Carpentras ou la fin du très discutable front républicain

 

Mercredi 19 Juin 2013

 

Par Jean Gatel, ancien ministre et député socialiste

 

Carpentras, cette modeste sous-préfecture du Vaucluse, vient au-devant de l’actualité régulièrement, Giscard souhaitait protéger la « veuve de Carpentras » contre les risques de l’arrivée de la gauche au pouvoir en 1981, puis vint le sordide crime antisémite du cimetière juif en 1990 et, peut-être parce que cette ville est le reflet des fantasmes de la France profonde, nous revoilà à Carpentras, dans un délire politico médiatique d’une soi disant connivence entre le Front National et le Parti Socialiste.

 

Tous les médias se précipitent « à charge » sur cette incongruité, née de l’aigreur d’un homme.

 

Ce dernier, choisi pour diriger la campagne législative, puis brutalement éjecté par les mêmes qui l’avaient fait roi, aurait parlé à un journaliste qui, sans même écouter d’autres témoins, ou vérifier certains faits, s’est érigé en procureur, vite relayé par les fanas du buzz qui, bien sûr, ne se satisfont que de leur audience et non de l’éthique journalistique.

 

Pourquoi la candidate socialiste Catherine Arkilovitch s’est-elle maintenue à Carpentras en juin 2012 ? La réponse est tellement simple, c’est parce que les électeurs de la troisième circonscription du Vaucluse avaient voté pour elle, montrant bien qu’ils ne voulaient ni le Front National ni l’UMP.

 

Et il aurait fallu priver ces électeurs-là du second tour ? Et il aurait fallu, au pas de charge, les obliger à un vote qui les révulsait. La preuve en est que cet électorat est resté fidèle à la gauche au second tour.

 

En vérité, c’est la notion même de front républicain qui a explosé en vol en juin 2012, en Vaucluse, et il faut le comprendre.

 

Reprenons l’histoire, Jacques Bompard gagne la mairie d’Orange en 1995, de par la responsabilité des deux camps républicains et des coups de pouce de Jean Claude Gaudin, qui en a fait un vice président de région. En 1997, toutes les bonnes consciences de gauche demandent au candidat socialiste Jean Pierre Lambertin de se retirer pour sauver le « soldat » Mariani contre le « méchant » Bompard. Ceux qui connaissent les positions idéologiques de celui qui devait devenir le leader de la droite dite « populaire » ont grincé des dents. Voter pour un candidat reconnu comme xénophobe, homophobe, profondément convaincu des thèses néo libérales, pourfendeur des politiques sociales, défenseur de tous les lobbies, y compris les plus curieux (sur les machines à sous, en particulier) parce qu’il était candidat d’un parti républicain, c’était rude.

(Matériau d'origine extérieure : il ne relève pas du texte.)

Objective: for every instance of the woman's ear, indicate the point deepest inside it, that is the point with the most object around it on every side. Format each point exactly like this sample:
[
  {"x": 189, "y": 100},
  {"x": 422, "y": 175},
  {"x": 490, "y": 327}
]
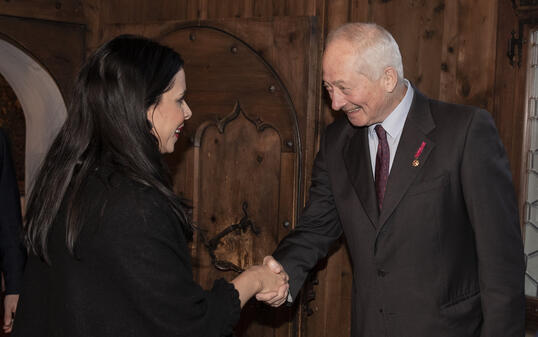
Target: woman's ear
[{"x": 149, "y": 114}]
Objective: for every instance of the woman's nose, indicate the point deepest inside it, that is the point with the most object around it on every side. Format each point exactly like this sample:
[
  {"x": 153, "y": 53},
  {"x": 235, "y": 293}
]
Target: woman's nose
[{"x": 187, "y": 111}]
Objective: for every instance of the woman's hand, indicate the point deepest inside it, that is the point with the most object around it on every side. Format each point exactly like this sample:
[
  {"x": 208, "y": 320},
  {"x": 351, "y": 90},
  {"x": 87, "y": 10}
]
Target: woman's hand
[{"x": 260, "y": 279}]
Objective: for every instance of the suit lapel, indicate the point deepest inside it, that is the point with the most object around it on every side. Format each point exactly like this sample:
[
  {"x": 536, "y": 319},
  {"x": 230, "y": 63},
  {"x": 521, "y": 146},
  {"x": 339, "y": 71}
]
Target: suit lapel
[
  {"x": 418, "y": 124},
  {"x": 358, "y": 164}
]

Où s’arrête le label de républicain ? Et qui le donne ? Le Parti Socialiste se retire et l’UMP gagne.

 

En 2001, même scénario à la cantonale d’Orange ouest. Bien que qualifié pour le second tour, et fort d’un score potentiel pouvant créer la surprise, je décide, là encore, de sauver le suppléant de Thierry Mariani, contre l’éternel Jacques Bompard.

 

La gauche disparaît des écrans, de par ses absences répétées au second tour. Pourquoi voter au premier tour, si au second nous ne pouvons pas exprimer nos valeurs ? La gauche, qui avait eu un député dans la circonscription d’Orange, de 1981, date de mon élection, jusqu’en 1993, perd, peu à peu, son audience. Son reflux est inversement proportionnel à la montée de l’extrême droite.

 

En 2002, nouvelle blessure pour les électeurs de gauche, le candidat socialiste Jean Pierre Lambertin est sommé, de nouveau, de se retirer et ce par la direction du parti, toujours pour permettre l’élection de Thierry Mariani, devenu totalement « décomplexé » face aux thèses du Front National.

 

La colère gagne les militants. Que cherche-t-on par cette tactique-là ? Les électeurs ne suivent plus. Ils assistent à une course à l’extrémisme entre les deux hommes, les deux camps, et à des rapprochements entre élus qui ne surprennent que les naïfs et qui gagnent tout le département, Carpentras est à vingt huit kilomètres d’Orange.

 

Voici la réalité. Les socialistes du Vaucluse n’ont cessé de sauver une UMP de plus en plus droitière. Ils n’ont jamais bénéficié, jamais, de la réciproque. Ils ont constaté que leurs voix servaient d’appoint à des candidats qui se droitisaient de plus en plus.

 

Ils ont donc décidé, lors de la législative de 2012, de ne plus arbitrer entre la droite extrême et l’extrême droite. Et ce sont ces électrices et électeurs, écœurés et lucides que l’on viendrait mettre en accusation.

 

Est-il encore possible de faire de la politique et non du sensationnel ? Est-il encore possible de poser les vraies questions ? Pourquoi n’a-t-on pas dit que, en juin 2012, la candidate UMP éliminée à Orange, au lieu de faire le moindre geste en direction du Parti Socialiste, a appelé ses électeurs à aller à la pêche ?

 

Le maire d’Orange a annoncé, il y a peu de temps, qu’il y aurait des alliances de gouvernance aux municipales, entre l’UMP et l’extrême droite. Guillaume Peltier est parti du Front National et se retrouve vice président de l’UMP, après avoir rallié le MPF villiériste.

 

Alors, il faut que la direction du Parti Socialiste et tous les observateurs avisés de la vie politique le sachent, le front républicain n’existe plus en Vaucluse et nous espérons avoir évité, à Carpentras, et peut-être en Vaucluse, le syndrome orangeois. La résistance est à ce prix là.

 

Mais ce qui se passe en Vaucluse vaut-il pour la France ? Les laboratoires sont toujours intéressants à étudier.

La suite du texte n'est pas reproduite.